Она с видом победительницы вернулась на свое место. Восьмиклассница тихонько погрозила ей пальцем, но сама не сочувствовала Софронович и решила оставить дело без последствий.
После урока Костырина пошепталась с Софронович и пошла объясняться. Квартет сбился в кучку и готов был отразить нападение.
— Объясните, что вы хотели сказать? — спросила Костырина.
— Только то, что все слышали.
— Сама сидит в классе второй год, а делает замечания, — пренебрежительно кинула Костырина.
— Довольно с нас и «семи мудрецов», — ответила Валентина.
Восьмиклассница утешала Лизу, которая все еще плакала. Двойка Андрея Андреевича была так же незыблима, как законы математики, и просить его смягчиться было бесполезно. И действительно, досталось Лизе от матери в тот же день, и долго помнила она злополучную задачу!
Другой случай был опять с нею. У Костыриной на столе лежала книжка в розовой обложке, с заманчивым и непонятным заглавием: «Король Лир». Она нарочно выложила ее на стол, чтобы все видели.
Лиза, проходя, задела ее и уронила.
— Извините! — сказала она, поднимая книгу.
— Дайте! — резко заметила Костырина. — Это не для вас.
— Почему вы так думаете? — возразила Лиза. — Я эту книгу уж давно читала.
Она сказала неправду. Не оттого, что ей хотелось солгать, а из чувства противоречия, нечаянно сорвалось это у неё с языка; и сейчас же ей показалось, что она вправду читала когда-то такую книгу.
Андриевская небрежно усмехнулась, а Софронович сказала:
— Читали?!. Ну-ка, скажите, о чем в ней написано?
— О чем? — храбро сказала Лиза, не подозревая западни. — То есть, о ком?

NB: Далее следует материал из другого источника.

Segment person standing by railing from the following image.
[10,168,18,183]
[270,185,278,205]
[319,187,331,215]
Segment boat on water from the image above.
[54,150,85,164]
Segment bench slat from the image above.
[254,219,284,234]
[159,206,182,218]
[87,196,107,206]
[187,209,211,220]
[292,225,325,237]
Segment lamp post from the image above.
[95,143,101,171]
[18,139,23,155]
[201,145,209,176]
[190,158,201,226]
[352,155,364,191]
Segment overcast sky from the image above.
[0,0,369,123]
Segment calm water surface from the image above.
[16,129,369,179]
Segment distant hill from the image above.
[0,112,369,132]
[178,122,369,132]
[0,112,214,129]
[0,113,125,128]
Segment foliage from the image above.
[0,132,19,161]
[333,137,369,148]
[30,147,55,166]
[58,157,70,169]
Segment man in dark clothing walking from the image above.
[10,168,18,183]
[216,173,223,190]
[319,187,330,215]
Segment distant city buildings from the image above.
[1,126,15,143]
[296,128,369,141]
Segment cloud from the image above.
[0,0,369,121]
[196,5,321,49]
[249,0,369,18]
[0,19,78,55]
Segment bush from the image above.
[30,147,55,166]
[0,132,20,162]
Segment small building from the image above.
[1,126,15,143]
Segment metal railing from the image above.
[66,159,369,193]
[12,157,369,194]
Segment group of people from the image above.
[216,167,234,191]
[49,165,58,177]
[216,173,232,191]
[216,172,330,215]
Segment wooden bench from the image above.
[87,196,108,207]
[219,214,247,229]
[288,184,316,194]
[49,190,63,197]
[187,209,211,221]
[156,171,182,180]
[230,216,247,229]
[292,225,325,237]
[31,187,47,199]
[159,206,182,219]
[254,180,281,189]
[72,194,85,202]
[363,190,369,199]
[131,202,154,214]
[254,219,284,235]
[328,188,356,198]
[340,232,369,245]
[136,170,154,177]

Извольте, я скажу. Тут такой богатый король, у которого много лир, золотых лир…
Дружный смех раздался с первой скамейки. Лиза покраснела, высунула язык и убежала.
Валентина не здоровалась с «врагами» и вечно язвила их. Раз она спросила во всеуслышание у Авенира Федоровича, хорош ли, действительно, писатель Костырин, и можно ли его сравнить, с Пушкиным.
Авенир Федорович смутился, но должен был ответить, что до Пушкина ему далеко, и что пишет он совсем другое.
Костырина страшно покраснела и даже не оглянулась. Мурочке такая выходка не понравилась, и она сказала после урока:
— Зачем ты ее так обидела? Она любит отца. Мне нравится, что она им гордится. Что же, если он и не такой, как Пушкин?
— Ну, ты вечно с деликатностью! — возразила нетерпеливо Валентина. — Стоит ли она того, чтоб ее жалеть? Язык, как бритва. Противная хвастунья! Все они там одна другой лучше. Уж и Грачева начинает подпускать шпильки. Ну, да увидим, — рано обрадовались. До булавы треба головы.